Rolling update (default)
Rolling updates gradually replace old pods with new ones. Kubernetes handles this natively with zero configuration beyond your Deployment spec.
apiVersion: apps/v1
kind: Deployment
metadata:
name: myapp
spec:
replicas: 4
strategy:
type: RollingUpdate
rollingUpdate:
maxSurge: 1 # Create 1 extra pod during rollout
maxUnavailable: 0 # Never have fewer than 4 ready pods
progressDeadlineSeconds: 300 # Fail the rollout if stuck for 5 min
template:
spec:
containers:
- name: myapp
image: myacr.azurecr.io/myapp:v2.1.0
readinessProbe:
httpGet:
path: /healthz
port: 8080
initialDelaySeconds: 5
periodSeconds: 5
Always set maxUnavailable: 0 for production services. The default of 25% means Kubernetes will kill pods before new ones are ready. Combined with maxSurge: 1, you get zero-downtime deploys that are slightly slower but never drop requests.
Critical settings people forget:
progressDeadlineSeconds: Without this, a broken deployment hangs forever. Set it to 300-600 seconds.readinessProbe: Without this, Kubernetes routes traffic to pods that are not ready. Every deployment without a readiness probe is a potential outage.minReadySeconds: Add 10-30 seconds to catch pods that crash shortly after starting.
Canary deployments
Canary sends a small percentage of traffic to the new version. You watch error rates and latency, then either promote or roll back. Do not implement this manually with multiple Deployments and service selectors -- use a proper tool.
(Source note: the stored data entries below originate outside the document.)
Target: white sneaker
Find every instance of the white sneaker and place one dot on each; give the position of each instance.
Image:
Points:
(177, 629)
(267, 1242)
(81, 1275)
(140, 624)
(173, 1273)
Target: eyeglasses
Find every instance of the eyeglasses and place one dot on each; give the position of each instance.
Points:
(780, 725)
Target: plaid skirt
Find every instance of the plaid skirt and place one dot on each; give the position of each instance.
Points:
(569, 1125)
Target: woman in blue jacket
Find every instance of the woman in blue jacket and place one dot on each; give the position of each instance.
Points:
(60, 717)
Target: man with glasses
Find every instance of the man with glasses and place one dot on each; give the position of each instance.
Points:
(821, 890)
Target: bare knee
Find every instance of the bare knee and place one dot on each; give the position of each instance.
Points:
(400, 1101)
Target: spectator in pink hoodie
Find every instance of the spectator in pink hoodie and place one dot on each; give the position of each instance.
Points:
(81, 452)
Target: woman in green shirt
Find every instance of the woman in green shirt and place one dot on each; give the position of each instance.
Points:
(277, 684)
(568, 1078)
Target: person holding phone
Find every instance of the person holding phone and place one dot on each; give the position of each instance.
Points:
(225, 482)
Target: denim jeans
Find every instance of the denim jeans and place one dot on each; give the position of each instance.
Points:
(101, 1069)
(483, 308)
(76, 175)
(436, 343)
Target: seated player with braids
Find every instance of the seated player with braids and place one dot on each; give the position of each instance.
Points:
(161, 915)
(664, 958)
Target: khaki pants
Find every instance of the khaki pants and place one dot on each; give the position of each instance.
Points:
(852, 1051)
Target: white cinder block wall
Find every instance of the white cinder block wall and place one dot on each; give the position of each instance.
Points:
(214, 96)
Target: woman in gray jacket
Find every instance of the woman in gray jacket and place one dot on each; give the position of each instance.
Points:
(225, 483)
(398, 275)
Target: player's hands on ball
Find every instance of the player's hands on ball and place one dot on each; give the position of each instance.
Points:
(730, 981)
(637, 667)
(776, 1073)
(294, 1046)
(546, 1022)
If you need canary, use Argo Rollouts. It is mature, well-documented, and works with any service mesh or ingress controller. Flagger is the CNCF alternative but has a smaller community and less intuitive configuration.
apiVersion: argoproj.io/v1alpha1
kind: Rollout
metadata:
name: myapp
spec:
replicas: 5
strategy:
canary:
steps:
- setWeight: 10 # Send 10% of traffic to canary
- pause: {duration: 5m}
- setWeight: 30
- pause: {duration: 5m}
- setWeight: 60
- pause: {duration: 5m}
canaryMetadata:
labels:
role: canary
trafficRouting:
nginx:
stableIngress: myapp-ingress
template:
spec:
containers:
- name: myapp
image: myacr.azurecr.io/myapp:v2.1.0
Argo Rollouts integrates with Prometheus for automated analysis. If error rate exceeds threshold during any pause step, it rolls back automatically:
analysis:
templates:
- templateName: error-rate
startingStep: 1 # Start checking after first weight shift
Blue/green
Two full environments running simultaneously. Traffic switches instantly between them. This is expensive and usually unnecessary in Kubernetes.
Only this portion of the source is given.